Şeytanın Toprağı | Paranormal Hikaye

Paranormal Hikaye | Yaylada çobanlık yapan Hüseyin’in, girilmesi yasak vadide yaşadığı korkunç gece, doğaüstü saldırı ve beklenmedik kurtuluş hikayesi. Gerçek bir paranormal olay.

Merhaba abi, adım Hüseyin. İstanbul’da yaşayan 22 yaşında genç bir kardeşinizim. Bundan iki yıl önce bizzat başımdan geçen bir olayı sizinle paylaşmak istiyorum.

O zamanlar köyde çobanlık yapıyordum. Bizim köyde yazın yaylaya çıkılır ve bir buçuk ay yaylada kalınır. Köyün kadınları, çocukları ve çobanları yaylada kalırken, büyük beyler ve genç erkeklerse köyde kalırlar; tarlalarda biçerek kış için ot ve saman toplarlar. Ben de o zamanlar çoban olduğum için yaylada kalmıştım. Yaylada çobanlık yapmak zordur; 24 saat koyunları otlatıp başlarından ayrılmazsın. Öğlen bir buçuk saat, ikindi vakti ise bir saat olmak üzere günde iki kere koyunları yaylanın içine getiririz. O sırada köylü kadınlar koyunları sağarlar. Sonra tekrar dağa çıkan çobanlar, ertesi gün öğle saatine kadar koyunları otlatırlar.

Bizim orada, “Şeytanın Toprağı” denen bir vadi var. Şaşırtıcı şekilde o vadide asla ot yeşermez; kupkuru ve ıssız olur. Öyle ki, bir karınca bile bulamazsın orada. Büyükler çobanlara hep uyarılar yapar, oraya gitmemeleri konusunda.

O günlerden bir gün, o vadiye yakın bir yerdeydim. Koyunlarım doymuş ve oraya çok yakın bir yerde kendilerini yatırmışlardı. Orada sabahlamak istemiyordum ama ne yaptıysam koyunlarım adım bile atmıyorlardı. Çobanlık yapanlar bilir, koyunlar eğer istemezlerse asla bir yerden bir yere götüremezsiniz. Elimden gelen her şeyi yapmama rağmen koyunları harekete geçirememiştim. Sonunda bıkmıştım ve sinirlenip küfürler ederek oturdum. Yapacak bir şey yoktu, orada sabahlamak zorundaydım.
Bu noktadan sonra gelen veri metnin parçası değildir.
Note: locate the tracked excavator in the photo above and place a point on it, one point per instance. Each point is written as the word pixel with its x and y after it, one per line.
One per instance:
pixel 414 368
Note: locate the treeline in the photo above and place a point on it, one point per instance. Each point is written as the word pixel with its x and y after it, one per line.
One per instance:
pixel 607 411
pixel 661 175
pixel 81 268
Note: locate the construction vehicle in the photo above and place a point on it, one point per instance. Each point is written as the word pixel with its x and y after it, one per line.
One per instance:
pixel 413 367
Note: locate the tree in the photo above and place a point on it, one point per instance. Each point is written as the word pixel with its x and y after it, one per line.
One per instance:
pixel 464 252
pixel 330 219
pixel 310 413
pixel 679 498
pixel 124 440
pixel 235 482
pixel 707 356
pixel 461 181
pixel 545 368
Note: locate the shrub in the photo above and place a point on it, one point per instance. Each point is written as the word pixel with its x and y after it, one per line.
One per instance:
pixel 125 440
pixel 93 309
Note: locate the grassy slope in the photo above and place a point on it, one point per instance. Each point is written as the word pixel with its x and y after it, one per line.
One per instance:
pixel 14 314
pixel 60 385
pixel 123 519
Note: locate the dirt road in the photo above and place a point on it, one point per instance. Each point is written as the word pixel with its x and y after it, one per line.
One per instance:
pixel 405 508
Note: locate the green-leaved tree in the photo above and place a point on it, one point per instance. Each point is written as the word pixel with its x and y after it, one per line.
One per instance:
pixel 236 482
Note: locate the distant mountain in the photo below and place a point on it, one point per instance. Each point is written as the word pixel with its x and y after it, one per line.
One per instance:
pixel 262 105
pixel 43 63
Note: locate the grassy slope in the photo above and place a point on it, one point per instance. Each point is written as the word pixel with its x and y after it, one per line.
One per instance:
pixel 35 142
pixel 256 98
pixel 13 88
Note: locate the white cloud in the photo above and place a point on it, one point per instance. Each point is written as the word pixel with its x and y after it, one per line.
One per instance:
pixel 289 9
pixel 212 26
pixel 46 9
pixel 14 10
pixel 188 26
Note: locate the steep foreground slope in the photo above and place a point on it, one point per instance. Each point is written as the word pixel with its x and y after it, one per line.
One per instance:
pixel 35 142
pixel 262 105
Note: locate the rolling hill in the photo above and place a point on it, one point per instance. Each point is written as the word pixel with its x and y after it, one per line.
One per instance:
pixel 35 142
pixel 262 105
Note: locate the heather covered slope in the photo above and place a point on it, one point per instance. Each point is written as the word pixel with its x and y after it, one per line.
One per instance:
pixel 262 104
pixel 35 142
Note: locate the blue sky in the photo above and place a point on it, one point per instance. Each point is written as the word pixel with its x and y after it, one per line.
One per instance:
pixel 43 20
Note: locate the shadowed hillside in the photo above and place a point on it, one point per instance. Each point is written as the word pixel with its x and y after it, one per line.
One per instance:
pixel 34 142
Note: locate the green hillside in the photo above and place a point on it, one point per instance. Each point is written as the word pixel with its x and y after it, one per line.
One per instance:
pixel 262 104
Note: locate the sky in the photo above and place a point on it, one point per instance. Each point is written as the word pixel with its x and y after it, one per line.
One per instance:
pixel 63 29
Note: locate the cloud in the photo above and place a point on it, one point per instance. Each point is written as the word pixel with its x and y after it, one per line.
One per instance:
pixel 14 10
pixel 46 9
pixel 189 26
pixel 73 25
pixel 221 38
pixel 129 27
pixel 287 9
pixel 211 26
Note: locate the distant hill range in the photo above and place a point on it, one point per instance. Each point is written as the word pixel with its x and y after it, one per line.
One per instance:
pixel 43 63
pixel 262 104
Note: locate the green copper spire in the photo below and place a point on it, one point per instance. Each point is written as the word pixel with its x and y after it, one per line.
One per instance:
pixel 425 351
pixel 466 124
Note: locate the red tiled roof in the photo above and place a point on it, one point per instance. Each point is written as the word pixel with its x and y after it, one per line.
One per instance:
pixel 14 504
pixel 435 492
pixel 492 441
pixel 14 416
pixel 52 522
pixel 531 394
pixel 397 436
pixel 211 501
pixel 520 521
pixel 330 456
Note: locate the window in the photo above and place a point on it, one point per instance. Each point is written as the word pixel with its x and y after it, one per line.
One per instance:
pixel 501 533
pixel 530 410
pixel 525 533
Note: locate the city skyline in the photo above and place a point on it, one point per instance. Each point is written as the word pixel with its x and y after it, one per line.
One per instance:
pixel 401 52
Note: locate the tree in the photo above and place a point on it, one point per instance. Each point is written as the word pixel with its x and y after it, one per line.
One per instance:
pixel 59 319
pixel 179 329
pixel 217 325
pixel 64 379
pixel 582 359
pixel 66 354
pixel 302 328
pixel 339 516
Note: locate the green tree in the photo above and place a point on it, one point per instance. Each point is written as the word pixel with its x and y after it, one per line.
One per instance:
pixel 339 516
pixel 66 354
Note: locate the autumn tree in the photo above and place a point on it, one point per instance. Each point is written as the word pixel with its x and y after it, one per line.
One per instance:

Eşeğimi alıp vadiye yakın bir yere getirdim ve sırtından malzemeleri indirdim. Eşeğim oldukça huzursuzdu. Köpeklerim de sanki yalvarır şekilde ince sesler çıkarıp etrafımda dönüyorlardı. Ben de aç olduklarını düşündüm, biraz ekmek ıslatıp verdim ama köpekler ekmeğe yaklaşmadılar bile. Sinirden “Ne haliniz varsa görün!” deyip çayımı yaptım ve yemeğimi yedim. Radyoyu açıp çay ve tütün keyfi yaparken etrafa bakıyordum.

Hava karardığında ilginç bir şey fark ettim. Ay ışığı etrafı hafiften aydınlatıyordu ama vadinin olduğu bölge asla aydınlanmıyordu. Sanki o taraf dünyanın sonuymuş gibi bir görüntüsü vardı. İçime hafif bir ürperti geldi. O sırada köpekler aniden ayağa kalktı, vadiye doğru kulaklarını sivriltip bakarken sağa sola gidip gelmeye başladılar. “Kurt mu geldi acaba?” deyip ayağa kalktım ve o tarafa doğru fener tutmaya başladım. Ancak fenerin ışığı oraya tutunca şaşırtıcı bir şekilde kayboluyordu. Nasıl anlatayım, sanki sonsuz bir karanlığa ışık tutuyormuşum gibi fenerin ışığı orada kayboluyordu. Denedim, biraz yaklaştım ve saçmamı (tüfeği) doldurup o tarafa doğru gittim. Koyunlarla vadi arasında oturup beklemeye başladım.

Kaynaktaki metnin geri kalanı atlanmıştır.